The Asia-Pacific is a region of both extraordinary opportunity and extraordinary challenges, including continuing provocation from North Korea, ongoing threats of terrorism, the growing impact of climate change, and challenges to the long-held universal principle of freedom of navigation.
It is a region which exemplifies the challenges of “the age of everything,” as threats become more transnational, more transregional, and cannot be addressed in isolation. It is an age that brings complex challenges in every part of the world, from the destabilizing and malign influence of Russian aggression in Ukraine and Syria, to the steady metastasis of the Islamic State in the Middle East, to the growing threat of cyber warfare.
Responding to these challenges requires a new set of tools and a new way of thinking. It requires those of us in the Department of Defense to think outside of our five-sided box and build on our history of innovative collaboration with the private sector community, a collaboration which in the past has benefitted not just our security, but our entire society, helping to create in its time the Internet, GPS, and in an earlier era, satellite communications and the jet engine.

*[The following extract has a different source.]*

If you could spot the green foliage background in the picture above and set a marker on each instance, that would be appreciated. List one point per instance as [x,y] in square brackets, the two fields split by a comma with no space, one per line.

As I meet with my counterparts in Kuala Lumpur, Deputy Secretary of Defense Bob Work and Army Chief of Staff Gen. Mark Milley, will be speaking at the Defense One Summit in Washington, D.C. I strongly support the messages they will deliver. And I believe that such conferences can help drill tunnels through the walls that sometimes seem to separate the government from private sector technologists, civilian leaders, and business and academic experts.
It was a cross-section of military, academic, and private sector experts who paved the way for the technology we are bringing forward to the Asia-Pacific, such as the latest Virginia-class submarines, the Navy's P-8 Poseidon surveillance aircraft, the newest stealth destroyer, the Zumwalt, and brand-new carrier-based E-2D Hawkeye early-warning-and-control aircraft. And to meet the future challenges of the Asia-Pacific and around the world, we’re investing in technologies such as new unmanned systems for the air and sea, a new long-range bomber, and new technologies like the electromagnetic railgun.
Achieving these breakthroughs requires us to build and rebuild the bridges between the technology community and the government to deliver the new and innovative designs I’ve made the hallmark of my commitment to the future of America’s military. When I began my career, most technology of consequence originated in the United States and much of it was sponsored by the government, especially in the Department of Defense. Today, much more of our technology is commercial and the technology base is global. And other countries have been trying to catch up to the latest breakthroughs that for the last several decades made our military more advanced than any other.
Technology once long possessed by only the most formidable militaries have now gotten into the hands of previously less-capable forces, and even non-state actors. Nations like China and Russia are also rapidly modernizing their militaries. At the same time, our reliance on satellites and the Internet has led to real vulnerabilities our adversaries are eager to exploit.
So to stay ahead of those challenges and stay the best, we’re investing aggressively in innovation. We’re pushing the envelope with research into both new technologies and innovative ways to apply them. And whether it’s robotics, data science, cyber defense, biotech, or hypersonic engines that can fly over five times the speed of sound, private sector innovation and partnerships will be critical to our future.
We’re also working with the private sector to help build the force of the future to attract and compete for the best talent from a new generation. We have an all-volunteer force. So for us to keep recruiting and retaining the best, the military has to continue to be recognized for what it is: the most rewarding and honorable place a young person can work and serve.
And because attracting the best and staying the best means that wherever possible, we must open ourselves to the talents and strengths of all Americans who can contribute with excellence to our force. As I’ve said before, everyone who is able and willing to serve and can meet the standards we require should have the full opportunity to do so.
So while I’m meeting with our Asia-Pacific partners in Malaysia to strengthen the bonds between our nations, it is my hope that the meetings and discussions taking place among industry and government leaders in Washington will continue to strengthen the bonds between sectors. In the age of everything, we need all of the talents and capabilities of the business, academic, and scientific worlds to help build the force of the future, strengthen our technical capabilities, and secure a peaceful future throughout the world.